Ponmudi is a 1950 Tamil-language film directed by Ellis R. Dungan, produced by T. R. Sundaram of Modern Theatres and written by Bharathidasan. It is based on Bharathidasan's verse novel Ethirparatha Mutham. The film was released on 14 January 1950.

== Cast ==

- Male cast
- Narsimha Bharathi
- R. Balasubramaniam
- Chakrapani
- Kali N. Rathnam
- Alwar Kuppusami
- Rama Krishnan
- K. K. Perumal
- Karunanidhi
- Ezhumalai

- Female cast
- Madhuri Devi
- Saraswathi
- Dhanalakshmi
- Muthulakshmi
- Lalitha
- Dance
- Lalitha-Padmini
- Sinha-Party

== Production ==
Producer T. R. Sundaram of Modern Theatres wanted to make a film based on Edhirparatha Mutham, a novel by Tamil poet and writer Bharatidasan.

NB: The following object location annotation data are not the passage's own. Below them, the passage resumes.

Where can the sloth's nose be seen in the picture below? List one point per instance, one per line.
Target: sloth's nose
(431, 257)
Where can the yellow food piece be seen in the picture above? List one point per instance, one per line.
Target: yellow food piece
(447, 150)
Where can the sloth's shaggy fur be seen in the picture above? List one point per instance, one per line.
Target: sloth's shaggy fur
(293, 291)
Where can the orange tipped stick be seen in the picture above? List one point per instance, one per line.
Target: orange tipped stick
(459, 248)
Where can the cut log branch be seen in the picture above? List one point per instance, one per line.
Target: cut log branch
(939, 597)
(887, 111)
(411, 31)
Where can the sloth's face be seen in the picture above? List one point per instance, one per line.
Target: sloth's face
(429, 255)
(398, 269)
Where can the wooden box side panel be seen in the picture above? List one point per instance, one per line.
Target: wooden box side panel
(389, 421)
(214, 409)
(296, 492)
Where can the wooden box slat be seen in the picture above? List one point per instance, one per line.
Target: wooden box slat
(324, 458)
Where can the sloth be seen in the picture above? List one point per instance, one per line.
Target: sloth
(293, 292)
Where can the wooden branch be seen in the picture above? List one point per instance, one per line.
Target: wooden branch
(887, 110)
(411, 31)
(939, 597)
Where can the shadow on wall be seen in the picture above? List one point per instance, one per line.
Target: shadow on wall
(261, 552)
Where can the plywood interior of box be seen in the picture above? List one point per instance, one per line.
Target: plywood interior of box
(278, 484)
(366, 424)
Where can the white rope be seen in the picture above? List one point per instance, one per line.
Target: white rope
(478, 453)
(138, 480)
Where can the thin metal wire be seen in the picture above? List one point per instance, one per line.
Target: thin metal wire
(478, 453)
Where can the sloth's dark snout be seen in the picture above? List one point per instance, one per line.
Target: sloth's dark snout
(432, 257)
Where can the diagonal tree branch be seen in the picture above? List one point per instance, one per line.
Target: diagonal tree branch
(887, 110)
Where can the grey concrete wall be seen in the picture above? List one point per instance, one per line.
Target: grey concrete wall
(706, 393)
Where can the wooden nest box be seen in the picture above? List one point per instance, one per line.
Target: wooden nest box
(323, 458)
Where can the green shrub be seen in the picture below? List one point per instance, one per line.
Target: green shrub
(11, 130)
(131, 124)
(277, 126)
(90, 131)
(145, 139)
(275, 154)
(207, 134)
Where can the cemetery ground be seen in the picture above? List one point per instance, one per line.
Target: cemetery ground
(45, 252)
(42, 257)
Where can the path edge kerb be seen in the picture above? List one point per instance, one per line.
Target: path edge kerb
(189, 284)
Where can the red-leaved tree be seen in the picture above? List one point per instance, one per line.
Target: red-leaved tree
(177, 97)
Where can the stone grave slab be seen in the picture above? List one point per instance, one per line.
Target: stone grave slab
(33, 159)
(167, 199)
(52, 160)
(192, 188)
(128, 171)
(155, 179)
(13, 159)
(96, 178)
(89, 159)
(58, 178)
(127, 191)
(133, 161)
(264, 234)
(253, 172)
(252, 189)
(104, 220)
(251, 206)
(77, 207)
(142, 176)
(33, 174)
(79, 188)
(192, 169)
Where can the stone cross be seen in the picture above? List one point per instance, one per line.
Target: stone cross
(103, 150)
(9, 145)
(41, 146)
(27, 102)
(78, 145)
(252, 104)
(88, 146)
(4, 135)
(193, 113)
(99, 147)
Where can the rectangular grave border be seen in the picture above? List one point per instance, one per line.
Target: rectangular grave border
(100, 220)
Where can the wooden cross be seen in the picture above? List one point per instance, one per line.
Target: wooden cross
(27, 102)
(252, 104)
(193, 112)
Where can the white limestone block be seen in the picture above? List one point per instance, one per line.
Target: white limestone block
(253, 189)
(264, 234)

Ellis Dungan was hired to direct Bharathidasan's script. The film was made at the Modern Theatres studio in Salem. Some scenes were also filmed in Yercaud. For shooting beach scenes, Dungan had a beach set constructed in Salem, out of sand brought from Adyar beach. The film had intimate love sequences which were unusual in the then conservative Tamil film industry.

== Soundtrack ==
The music was composed by G. Ramanathan while the lyrics were penned by Ka. Mu. Sheriff and A. Maruthakasi.

| Song | Singer(s) |
|---|---|
| "Neela Vanum Nilavum Pol" | G. Ramanathan & T. V. Rathnam |
| "Van Mazhaiyindri Vadidum Payir Pola" | G. Ramanathan & T. V. Rathnam |
| "Nam Jeevaatharame Selvam Agume" | G. Ramanathan |
| "En Prema Rooba...Inbathin Ellai Ithuthana" | T. V. Rathnam |
| "Vaazha Venum Vaazha Venum" | Kali N. Rathnam |
| "Aruyire Premai Amudha Variyil" | G. Ramanathan & T. V. Rathnam |
| "Dhesamenggum Nalvalam" | G. Ramanathan |
| "Meikadhal Arumbu Vazhvinile Poothathe Indre" | G. Ramanathan & T. V. Rathnam |
| "Vaanam Kumurudhammaa" | U. R. Chandra & N. Lalitha |
| "En Kaalamo Maranam" | G. Ramanathan |

== Release and reception ==
Ponmudi was released on Pongal day, 14 January 1950, and was distributed by Broadway, Sun & Saraswathi in Madras. It was a commercial failure as its intimate scenes shocked the Tamil audience. The film was criticised in the press for being "vulgar" and Dungan was accused of "corrupting the population with American ways". Despite this, J. G. Vijayam's cinematography was acclaimed and won him an award.